Komitmen GGF Dukung Petani dengan Pertanian Berkelanjutan

Komitmen GGF Dukung Petani dengan Pertanian Berkelanjutan

Great Giant Foods (GGF), sebagai salah satu perusahaan ternama di bidang agrikultur di Indonesia, menempatkan inovasi sebagai salah satu strategi utama dalam menjalankan bisnisnya. Hal ini bertujuan untuk merealisasikan misi menghasilkan produk berkualitas dengan cara inovatif dan berkelanjutan. President Director of GGF, Tommy Wattimena, mengungkapkan hal tersebut saat berbincang dengan Safrina Nasution dalam segmen Consumer Report di Program Closing Bell CNBC Indonesia, Senin (01/07).
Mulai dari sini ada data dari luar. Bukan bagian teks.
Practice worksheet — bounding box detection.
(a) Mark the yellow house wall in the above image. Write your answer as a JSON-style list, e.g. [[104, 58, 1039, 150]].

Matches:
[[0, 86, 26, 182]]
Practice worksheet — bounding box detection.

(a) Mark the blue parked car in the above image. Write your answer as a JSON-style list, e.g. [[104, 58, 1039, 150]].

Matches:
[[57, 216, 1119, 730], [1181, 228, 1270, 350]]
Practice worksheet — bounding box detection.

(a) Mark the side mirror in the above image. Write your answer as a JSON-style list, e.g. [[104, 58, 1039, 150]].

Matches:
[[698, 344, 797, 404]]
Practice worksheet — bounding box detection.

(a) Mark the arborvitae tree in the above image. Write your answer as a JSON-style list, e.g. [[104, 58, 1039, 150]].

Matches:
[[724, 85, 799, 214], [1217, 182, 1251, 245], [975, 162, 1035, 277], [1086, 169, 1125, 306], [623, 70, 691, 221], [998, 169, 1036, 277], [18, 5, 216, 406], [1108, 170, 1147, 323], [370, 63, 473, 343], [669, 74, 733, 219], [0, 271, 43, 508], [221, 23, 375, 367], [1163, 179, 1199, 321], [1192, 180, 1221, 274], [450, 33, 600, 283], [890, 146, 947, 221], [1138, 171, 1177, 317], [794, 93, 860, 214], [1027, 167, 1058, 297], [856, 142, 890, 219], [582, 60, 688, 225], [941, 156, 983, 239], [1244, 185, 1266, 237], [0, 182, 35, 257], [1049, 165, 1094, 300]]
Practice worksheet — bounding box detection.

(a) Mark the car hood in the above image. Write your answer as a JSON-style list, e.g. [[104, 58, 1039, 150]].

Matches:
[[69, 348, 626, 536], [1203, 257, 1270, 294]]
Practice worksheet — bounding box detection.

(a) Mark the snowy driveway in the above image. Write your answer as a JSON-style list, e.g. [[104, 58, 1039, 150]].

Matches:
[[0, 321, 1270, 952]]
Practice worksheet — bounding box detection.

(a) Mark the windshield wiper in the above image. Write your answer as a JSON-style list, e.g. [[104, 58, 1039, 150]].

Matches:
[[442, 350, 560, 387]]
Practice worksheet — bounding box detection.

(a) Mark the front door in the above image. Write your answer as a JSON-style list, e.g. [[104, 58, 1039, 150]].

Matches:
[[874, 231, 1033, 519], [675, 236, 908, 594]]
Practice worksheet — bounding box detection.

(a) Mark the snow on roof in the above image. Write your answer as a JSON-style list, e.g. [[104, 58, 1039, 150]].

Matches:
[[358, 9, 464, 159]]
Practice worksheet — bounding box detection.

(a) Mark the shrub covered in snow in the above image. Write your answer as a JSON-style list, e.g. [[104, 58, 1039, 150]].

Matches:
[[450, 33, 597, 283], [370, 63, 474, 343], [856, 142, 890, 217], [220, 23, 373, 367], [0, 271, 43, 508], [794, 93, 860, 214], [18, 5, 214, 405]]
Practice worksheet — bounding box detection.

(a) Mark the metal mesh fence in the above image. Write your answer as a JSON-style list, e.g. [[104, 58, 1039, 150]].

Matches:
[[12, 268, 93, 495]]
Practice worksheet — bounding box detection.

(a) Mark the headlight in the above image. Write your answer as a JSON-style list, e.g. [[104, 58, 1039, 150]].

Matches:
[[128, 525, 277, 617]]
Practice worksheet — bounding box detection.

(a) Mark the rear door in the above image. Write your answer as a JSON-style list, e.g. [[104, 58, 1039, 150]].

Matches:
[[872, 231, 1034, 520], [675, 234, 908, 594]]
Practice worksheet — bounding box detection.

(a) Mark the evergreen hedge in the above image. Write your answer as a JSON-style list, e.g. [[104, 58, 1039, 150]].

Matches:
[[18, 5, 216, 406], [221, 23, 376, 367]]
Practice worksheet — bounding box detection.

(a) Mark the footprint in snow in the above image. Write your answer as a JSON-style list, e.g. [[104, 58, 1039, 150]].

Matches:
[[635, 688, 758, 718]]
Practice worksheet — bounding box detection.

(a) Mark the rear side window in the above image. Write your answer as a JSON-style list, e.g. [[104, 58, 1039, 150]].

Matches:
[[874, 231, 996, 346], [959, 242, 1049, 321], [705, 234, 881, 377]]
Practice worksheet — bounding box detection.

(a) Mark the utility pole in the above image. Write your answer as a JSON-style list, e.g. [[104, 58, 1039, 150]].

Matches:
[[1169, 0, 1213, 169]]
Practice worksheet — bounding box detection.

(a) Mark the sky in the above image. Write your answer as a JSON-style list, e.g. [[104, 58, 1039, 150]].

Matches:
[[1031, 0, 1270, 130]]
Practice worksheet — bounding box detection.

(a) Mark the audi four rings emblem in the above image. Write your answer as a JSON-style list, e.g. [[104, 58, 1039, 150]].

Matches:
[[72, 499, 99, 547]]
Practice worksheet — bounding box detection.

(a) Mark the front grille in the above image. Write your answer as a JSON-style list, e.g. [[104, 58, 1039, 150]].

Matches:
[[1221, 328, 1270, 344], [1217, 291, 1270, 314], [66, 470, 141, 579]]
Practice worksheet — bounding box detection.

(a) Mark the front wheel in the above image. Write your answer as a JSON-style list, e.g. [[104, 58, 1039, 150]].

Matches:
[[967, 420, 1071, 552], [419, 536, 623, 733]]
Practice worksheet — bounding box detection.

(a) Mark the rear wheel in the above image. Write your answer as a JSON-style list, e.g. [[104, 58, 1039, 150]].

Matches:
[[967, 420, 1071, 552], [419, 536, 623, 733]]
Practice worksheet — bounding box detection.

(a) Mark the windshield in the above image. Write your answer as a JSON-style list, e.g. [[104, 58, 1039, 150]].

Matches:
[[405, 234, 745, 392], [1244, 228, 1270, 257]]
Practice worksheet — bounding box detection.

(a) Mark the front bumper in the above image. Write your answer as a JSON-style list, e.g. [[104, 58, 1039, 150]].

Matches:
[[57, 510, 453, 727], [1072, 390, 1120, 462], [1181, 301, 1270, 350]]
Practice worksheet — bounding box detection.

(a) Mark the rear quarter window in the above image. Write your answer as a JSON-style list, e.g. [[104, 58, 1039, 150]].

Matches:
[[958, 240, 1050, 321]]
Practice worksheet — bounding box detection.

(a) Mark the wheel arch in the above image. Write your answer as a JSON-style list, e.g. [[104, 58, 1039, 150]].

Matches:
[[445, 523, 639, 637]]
Tommy Wattimena menjelaskan bahwa produk canned pineapple masih menjadi yang terbesar karena mampu bersaing secara kompetitif dalam hal kualitas dan biaya. Selanjutnya, upaya yang terus berkembang adalah pada produk buah segar. “Buah lokal seperti pisang, jambu, dan pepaya masih kurang di Indonesia. Suatu hari nanti, kita bisa mengembangkan jeruk dan apel Malang, yang sudah memiliki pasar sehingga bukan hanya didorong oleh permintaan tetapi juga oleh pasokan,” jelasnya. Perlu adanya pemberdayaan petani dan perusahaan akan membangun rantai pasokannya. Indonesia menghadapi tantangan besar sebagai negara ketiga terbesar di dunia dalam hal pemborosan makanan. Namun, kerusakan terjadi bukan di piring kita, tetapi hilang dalam distribusi sekitar 80% hilang di mata rantai.
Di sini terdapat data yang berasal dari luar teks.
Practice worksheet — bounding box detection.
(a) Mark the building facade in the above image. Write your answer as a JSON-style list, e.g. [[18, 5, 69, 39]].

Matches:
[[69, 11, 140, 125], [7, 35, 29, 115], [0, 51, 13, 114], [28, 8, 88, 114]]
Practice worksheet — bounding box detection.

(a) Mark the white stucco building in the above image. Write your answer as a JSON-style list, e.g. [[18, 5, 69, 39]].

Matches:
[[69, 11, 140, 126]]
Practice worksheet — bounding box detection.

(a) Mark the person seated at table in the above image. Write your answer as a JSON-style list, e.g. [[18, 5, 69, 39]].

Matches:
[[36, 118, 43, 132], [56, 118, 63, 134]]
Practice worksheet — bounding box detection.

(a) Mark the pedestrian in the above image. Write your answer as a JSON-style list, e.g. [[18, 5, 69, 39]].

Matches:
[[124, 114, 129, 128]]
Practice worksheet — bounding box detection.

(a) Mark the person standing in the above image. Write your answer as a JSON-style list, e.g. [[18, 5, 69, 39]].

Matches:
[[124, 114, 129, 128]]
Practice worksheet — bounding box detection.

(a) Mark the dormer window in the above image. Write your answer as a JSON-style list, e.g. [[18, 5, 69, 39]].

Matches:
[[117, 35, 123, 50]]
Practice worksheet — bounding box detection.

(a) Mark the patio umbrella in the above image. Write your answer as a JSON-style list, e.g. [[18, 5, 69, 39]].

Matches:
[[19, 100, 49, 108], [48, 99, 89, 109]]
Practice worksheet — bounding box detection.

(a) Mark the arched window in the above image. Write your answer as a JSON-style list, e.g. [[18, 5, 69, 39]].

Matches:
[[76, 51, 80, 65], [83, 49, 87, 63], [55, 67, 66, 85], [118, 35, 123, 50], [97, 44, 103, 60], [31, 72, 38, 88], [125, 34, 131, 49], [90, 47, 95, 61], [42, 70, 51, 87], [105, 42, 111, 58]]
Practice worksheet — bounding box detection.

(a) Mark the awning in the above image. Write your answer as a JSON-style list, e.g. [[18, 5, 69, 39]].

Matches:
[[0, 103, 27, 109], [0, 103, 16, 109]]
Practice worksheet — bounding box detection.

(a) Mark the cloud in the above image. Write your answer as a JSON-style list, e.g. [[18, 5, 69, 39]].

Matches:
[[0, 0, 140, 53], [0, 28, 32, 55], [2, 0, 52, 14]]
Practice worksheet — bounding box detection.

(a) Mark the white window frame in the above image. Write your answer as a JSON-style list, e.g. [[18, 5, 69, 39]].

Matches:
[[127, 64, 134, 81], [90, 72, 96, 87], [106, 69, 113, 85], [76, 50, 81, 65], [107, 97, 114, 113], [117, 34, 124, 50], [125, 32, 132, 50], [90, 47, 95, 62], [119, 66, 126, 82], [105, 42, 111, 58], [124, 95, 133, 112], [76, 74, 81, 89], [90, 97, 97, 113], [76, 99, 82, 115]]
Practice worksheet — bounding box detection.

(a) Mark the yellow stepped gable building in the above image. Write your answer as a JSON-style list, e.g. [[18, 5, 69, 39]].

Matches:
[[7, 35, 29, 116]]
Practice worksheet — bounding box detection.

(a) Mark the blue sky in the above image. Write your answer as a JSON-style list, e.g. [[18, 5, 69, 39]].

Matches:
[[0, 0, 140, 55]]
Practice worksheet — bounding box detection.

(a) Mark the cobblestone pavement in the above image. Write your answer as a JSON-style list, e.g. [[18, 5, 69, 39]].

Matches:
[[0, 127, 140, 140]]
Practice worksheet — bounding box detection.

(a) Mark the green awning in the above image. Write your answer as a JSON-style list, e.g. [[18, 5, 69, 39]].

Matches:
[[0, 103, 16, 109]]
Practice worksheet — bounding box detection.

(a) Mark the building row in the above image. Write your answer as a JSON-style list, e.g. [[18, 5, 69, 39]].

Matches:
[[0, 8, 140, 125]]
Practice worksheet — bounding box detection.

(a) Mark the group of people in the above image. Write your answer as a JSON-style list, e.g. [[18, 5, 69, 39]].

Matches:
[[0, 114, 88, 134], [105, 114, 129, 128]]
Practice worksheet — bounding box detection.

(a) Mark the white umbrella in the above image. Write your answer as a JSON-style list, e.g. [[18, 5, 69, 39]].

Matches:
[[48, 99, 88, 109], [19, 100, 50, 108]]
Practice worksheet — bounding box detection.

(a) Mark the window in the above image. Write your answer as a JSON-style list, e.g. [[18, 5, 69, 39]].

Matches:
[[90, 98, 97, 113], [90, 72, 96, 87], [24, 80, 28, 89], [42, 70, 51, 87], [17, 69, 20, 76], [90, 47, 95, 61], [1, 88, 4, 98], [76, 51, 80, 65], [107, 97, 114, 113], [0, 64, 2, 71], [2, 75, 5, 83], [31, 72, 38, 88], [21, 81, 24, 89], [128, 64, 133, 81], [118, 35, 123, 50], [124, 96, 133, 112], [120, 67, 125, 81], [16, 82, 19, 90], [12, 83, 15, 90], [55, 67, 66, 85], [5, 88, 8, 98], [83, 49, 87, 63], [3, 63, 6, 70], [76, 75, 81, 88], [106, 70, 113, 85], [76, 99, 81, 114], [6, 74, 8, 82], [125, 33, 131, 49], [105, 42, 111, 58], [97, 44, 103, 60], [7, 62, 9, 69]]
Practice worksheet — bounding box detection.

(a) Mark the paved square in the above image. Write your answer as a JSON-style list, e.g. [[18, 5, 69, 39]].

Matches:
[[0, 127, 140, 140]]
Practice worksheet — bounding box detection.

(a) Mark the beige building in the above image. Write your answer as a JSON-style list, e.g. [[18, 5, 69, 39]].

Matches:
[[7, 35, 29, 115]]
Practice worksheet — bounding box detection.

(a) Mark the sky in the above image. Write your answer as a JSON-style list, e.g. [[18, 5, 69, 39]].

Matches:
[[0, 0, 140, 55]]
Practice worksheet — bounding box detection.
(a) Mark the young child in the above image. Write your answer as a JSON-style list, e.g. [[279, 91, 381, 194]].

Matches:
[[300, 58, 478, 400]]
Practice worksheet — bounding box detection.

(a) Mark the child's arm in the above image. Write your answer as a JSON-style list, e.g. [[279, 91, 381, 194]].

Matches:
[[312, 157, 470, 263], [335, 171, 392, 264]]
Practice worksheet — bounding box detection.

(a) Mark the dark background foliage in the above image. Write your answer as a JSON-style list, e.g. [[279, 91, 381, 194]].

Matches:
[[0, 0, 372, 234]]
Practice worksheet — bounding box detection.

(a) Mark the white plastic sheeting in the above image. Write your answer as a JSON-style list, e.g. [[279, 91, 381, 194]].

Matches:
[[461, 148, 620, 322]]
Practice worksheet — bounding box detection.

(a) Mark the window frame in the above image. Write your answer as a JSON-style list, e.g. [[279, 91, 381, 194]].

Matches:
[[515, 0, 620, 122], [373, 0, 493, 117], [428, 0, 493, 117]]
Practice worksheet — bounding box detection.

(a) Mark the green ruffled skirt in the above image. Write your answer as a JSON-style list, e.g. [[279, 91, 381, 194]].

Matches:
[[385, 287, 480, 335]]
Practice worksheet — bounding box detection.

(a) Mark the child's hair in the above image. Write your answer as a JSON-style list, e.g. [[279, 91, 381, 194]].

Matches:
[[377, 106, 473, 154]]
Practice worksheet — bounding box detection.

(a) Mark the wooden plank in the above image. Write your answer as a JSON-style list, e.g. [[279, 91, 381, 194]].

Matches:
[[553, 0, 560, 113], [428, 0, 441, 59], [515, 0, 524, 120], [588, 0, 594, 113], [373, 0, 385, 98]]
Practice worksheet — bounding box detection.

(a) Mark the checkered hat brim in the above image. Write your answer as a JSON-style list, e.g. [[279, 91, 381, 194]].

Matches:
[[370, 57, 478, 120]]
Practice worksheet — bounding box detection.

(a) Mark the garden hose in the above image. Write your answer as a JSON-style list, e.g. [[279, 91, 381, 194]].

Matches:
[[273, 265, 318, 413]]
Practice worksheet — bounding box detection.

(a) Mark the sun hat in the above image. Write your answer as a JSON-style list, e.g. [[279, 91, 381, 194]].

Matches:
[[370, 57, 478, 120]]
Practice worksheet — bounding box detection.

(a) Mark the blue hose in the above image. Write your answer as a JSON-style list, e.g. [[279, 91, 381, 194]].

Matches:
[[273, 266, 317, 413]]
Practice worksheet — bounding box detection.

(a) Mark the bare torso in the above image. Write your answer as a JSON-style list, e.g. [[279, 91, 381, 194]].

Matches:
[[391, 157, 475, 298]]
Sebelum banyak orang berbicara tentang keberlanjutan, Great Giant Foods sudah melakukannya. Bagi Great Giant Foods, keberlanjutan adalah inti dari model bisnis, sehingga tanpa keberlanjutan, perusahaan tidak akan bertahan. Paling dasar tentunya adalah kepemimpinan biaya. Pertama, jika kita mengelola sumber daya dengan baik, biaya akan turun dan produktivitas akan semakin bagus. Kedua, akan menciptakan perbedaan, terutama di pasar maju seperti AS dan Eropa yang menanyakan bagaimana kebun apakah merusak lingkungan atau tidak, pemakaian pupuknya, dan sebagainya.
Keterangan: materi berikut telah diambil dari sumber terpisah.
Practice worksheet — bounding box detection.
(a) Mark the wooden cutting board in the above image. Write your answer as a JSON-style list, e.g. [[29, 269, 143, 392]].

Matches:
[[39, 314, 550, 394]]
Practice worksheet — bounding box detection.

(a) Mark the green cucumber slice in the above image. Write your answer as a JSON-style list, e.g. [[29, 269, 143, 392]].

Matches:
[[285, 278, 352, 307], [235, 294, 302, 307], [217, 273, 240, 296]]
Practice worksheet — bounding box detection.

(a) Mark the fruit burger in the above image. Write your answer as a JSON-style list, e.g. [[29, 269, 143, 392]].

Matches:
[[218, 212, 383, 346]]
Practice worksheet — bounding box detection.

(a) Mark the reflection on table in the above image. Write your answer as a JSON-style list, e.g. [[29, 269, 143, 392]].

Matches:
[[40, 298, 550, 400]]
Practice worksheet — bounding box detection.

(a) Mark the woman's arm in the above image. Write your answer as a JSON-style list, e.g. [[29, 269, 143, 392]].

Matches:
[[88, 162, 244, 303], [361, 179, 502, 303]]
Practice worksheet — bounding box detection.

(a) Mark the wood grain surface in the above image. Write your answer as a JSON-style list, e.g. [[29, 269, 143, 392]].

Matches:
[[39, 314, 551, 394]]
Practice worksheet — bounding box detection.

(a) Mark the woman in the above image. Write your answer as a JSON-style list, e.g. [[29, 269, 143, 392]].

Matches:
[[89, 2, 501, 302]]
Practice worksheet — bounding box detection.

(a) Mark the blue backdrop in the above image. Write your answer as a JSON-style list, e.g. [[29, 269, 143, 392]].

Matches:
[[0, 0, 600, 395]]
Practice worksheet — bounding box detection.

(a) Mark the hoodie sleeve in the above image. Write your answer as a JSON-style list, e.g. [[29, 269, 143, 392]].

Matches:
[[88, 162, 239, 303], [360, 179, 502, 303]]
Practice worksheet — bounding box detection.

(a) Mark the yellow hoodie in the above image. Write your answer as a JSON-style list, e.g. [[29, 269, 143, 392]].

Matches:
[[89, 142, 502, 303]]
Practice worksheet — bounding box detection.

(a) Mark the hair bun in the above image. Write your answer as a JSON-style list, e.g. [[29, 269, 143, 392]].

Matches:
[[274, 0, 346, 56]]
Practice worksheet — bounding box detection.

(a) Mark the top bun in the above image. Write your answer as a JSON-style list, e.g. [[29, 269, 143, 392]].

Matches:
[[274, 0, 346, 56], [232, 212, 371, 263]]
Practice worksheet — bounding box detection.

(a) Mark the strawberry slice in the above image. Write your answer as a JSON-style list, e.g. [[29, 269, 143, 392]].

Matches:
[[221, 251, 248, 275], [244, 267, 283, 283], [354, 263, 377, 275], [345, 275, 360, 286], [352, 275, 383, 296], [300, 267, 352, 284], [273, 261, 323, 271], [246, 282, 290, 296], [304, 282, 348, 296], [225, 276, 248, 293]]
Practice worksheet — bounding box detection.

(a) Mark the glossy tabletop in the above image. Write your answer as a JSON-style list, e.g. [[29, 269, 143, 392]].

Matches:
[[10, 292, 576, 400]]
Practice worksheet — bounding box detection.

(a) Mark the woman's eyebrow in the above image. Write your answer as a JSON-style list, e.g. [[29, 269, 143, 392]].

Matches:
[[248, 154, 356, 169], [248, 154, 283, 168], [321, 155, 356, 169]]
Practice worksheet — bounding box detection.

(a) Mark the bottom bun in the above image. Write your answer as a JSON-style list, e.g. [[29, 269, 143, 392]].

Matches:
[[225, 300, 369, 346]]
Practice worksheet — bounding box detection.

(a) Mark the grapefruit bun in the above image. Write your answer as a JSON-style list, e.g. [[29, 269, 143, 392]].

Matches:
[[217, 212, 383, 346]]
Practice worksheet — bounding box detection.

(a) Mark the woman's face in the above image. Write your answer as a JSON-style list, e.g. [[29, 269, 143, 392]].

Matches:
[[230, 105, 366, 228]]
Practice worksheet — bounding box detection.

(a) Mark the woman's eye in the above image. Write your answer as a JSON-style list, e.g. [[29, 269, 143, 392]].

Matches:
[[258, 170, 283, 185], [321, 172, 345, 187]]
“Semakin kita bisa menjelaskan keterlacakan dan memastikan tidak merusak lingkungan, emisi CO2, air, dan tanah, mereka akan melihat perusahaan ini sebagai pembeda yang kompetitif karena semua konsumen di AS atau Eropa menuntut perusahaan yang bertanggung jawab,” jelasnya. Tommy juga menegaskan bahwa generasi baru, terutama millennial dan Gen Z, sulit untuk menjadi petani. Mereka ingin bekerja di perusahaan yang memiliki tujuan. Begitu cerita kita ditaruh di pasar, yang melamar meningkat dari 3.000 menjadi 30.000. Dari jumlah itu, Gen Z, millennial, dan generasi mereka memiliki tujuan nyata.

Indonesia dikenal sebagai negara agraris. Jika Indonesia ingin menjadi penguasa pasar untuk industri makanan, minuman, dan perkebunan, pertama-tama kita harus berbicara tentang ketahanan pangan. Dalam industri agrikultur dan hortikultur, tidak ada kompetisi, yang ada adalah kolaborasi antara petani, perusahaan, dan pemerintah. “Jika dilakukan dengan baik, minimal kita tidak perlu mengimpor buah begitu banyak. Selain itu, tanaman lokal Indonesia sangat beragam. Mangga saja jenisnya banyak, belum lagi buah-buah yang lain. Jadi, selain komoditas seperti mineral dan nikel, setelah kelapa sawit, menurut saya hortikultura adalah masa depan,” ucapnya.

“Kita menciptakan sesuatu bersama, benar-benar menciptakan pembeda yang komparatif. GGF telah membuktikan bahwa nanas bisa bersaing memimpin, tinggal diaplikasikan ke buah buah lain. Jika berhasil, saya yakin negara kita punya motor lain yaitu hortikultura. GGF sekarang menjadi contoh, tetapi harapannya jangan hanya menjadi contoh, banyak yang meniru dan mengaplikasikan. Seperti yang saya sampaikan, untuk ketahanan pangan Indonesia dan memenuhi seluruh kebutuhan pangan di Indonesia, kolaborasi adalah kuncinya,” tutup Tommy Wattimena.